ACCA identifies what it has dubbed ‘The Full Stack’
A new report published by ACCA, the global body for professional accountants, and the Economic and Social Research Council has identified six business models which could transform the way in which companies transact.
Business models of the future: emerging value creation offers insights and analysis into how businesses and policy-makers can support and engage with a range of models which are transforming industries and ways of working in the 21st century.

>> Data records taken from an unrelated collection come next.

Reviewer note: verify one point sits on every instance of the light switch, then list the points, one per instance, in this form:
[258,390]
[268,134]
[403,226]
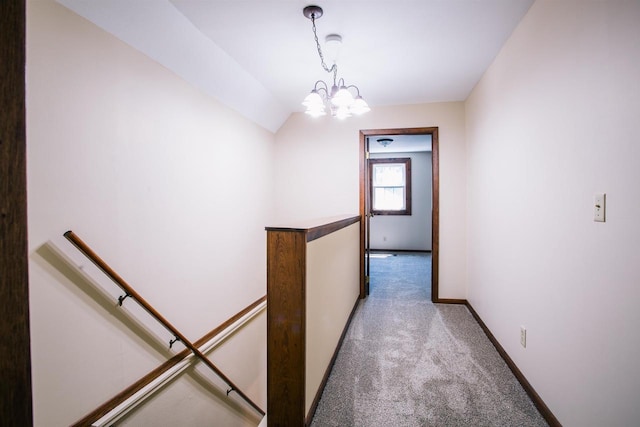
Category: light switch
[599,207]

Entitled ‘The Full Stack’, the six model framework includes:
Platform-based businesses – digital marketplaces which match buyers and sellers, such as AirBnB
Mass customisation 2.0 – ‘On-demand’, local manufacturing services which enable customers to engage with companies to self-build highly tailored products, such as OpenDesk
Frugal –reimagined R&D processes that open up new market segments for low cost, high quality products and services such as Renault’s Indian-designed Kwid
Modern barter – platforms that enable the exchange of goods and services with fellow users, often through digital or online currencies, such as online time-banking community TimeRepublik
‘Pay what you want’ – where customers can pay what they think is right, offered as part of tiered or ‘freemium’ deals such as video game download service Humble Bundle
Mega-hyperlocal – companies that flourish because of their deep connection with the community in which they operate such as London’s Kernel Brewery.
Report author and senior business insights manager at ACCA Jimmy Greer said: “We’ve heard a lot about the disruptive role of technology in the sharing economy. This report illustrates the way in which technological innovation is enabling a transformation in the way in which business and the consumer interact.
“Technology is only part of the story here. It is also about the ability of entrepreneurs and innovators to access new networks, capital and ecosystems amidst a challenging economic climate and in doing create new sources of lasting value.
“These new models are not without their challenge. Recent rulings around the world against a variety of companies powered by new models, for example ridesharing, food delivery and home stay services, highlight the degree to which they still come up against traditional regulatory barriers.’
Greer adds that professional accountants will play a major role for both start-ups and larger organisations looking to learn from new business models: “Professional accountants’ strategic insight and advice will play an essential role for organisations looking to assess value proposition, value creation and value capture.
“Doing so will also require accountants to develop a multidimensional set of skills to understand the potential impact on four critical areas – regulation and governance, technology, stakeholder expectations and globalisation – which are rapidly changing 21st century business.
“This is why we have developed the ‘Full Stack’ analytical framework, drawing on software design principles, to help accountants and business assess the new operating environment and explore the viability and potential of new business models.’
Andy Gibbs, team head of the Economic Performance and Environment Team at the Economic and Social Research Council, said: “An understanding of new business models, driven not just by technology but underlying social and economic changes, is vital for businesses, policy-makers and professionals. We have worked with ACCA to bring together academic, professional and entrepreneurial experts in a series of workshops around the world. We welcome the publication of this report, which draws on those discussions.”
According to Boon Yew Ng, chair of ACCA’s Accountancy futures Academy and executive chairman, Raffles Campus Pte Ltd: “The rise of platforms, the changing nature of work, the means by which services are provided and the digitisation of manufacturing are just some of the shifts that technology is making possible.
“But new business models are not just about technology. Around the world new markets are emerging and old ones are evolving. Unquestionable economic certainties are being challenged.”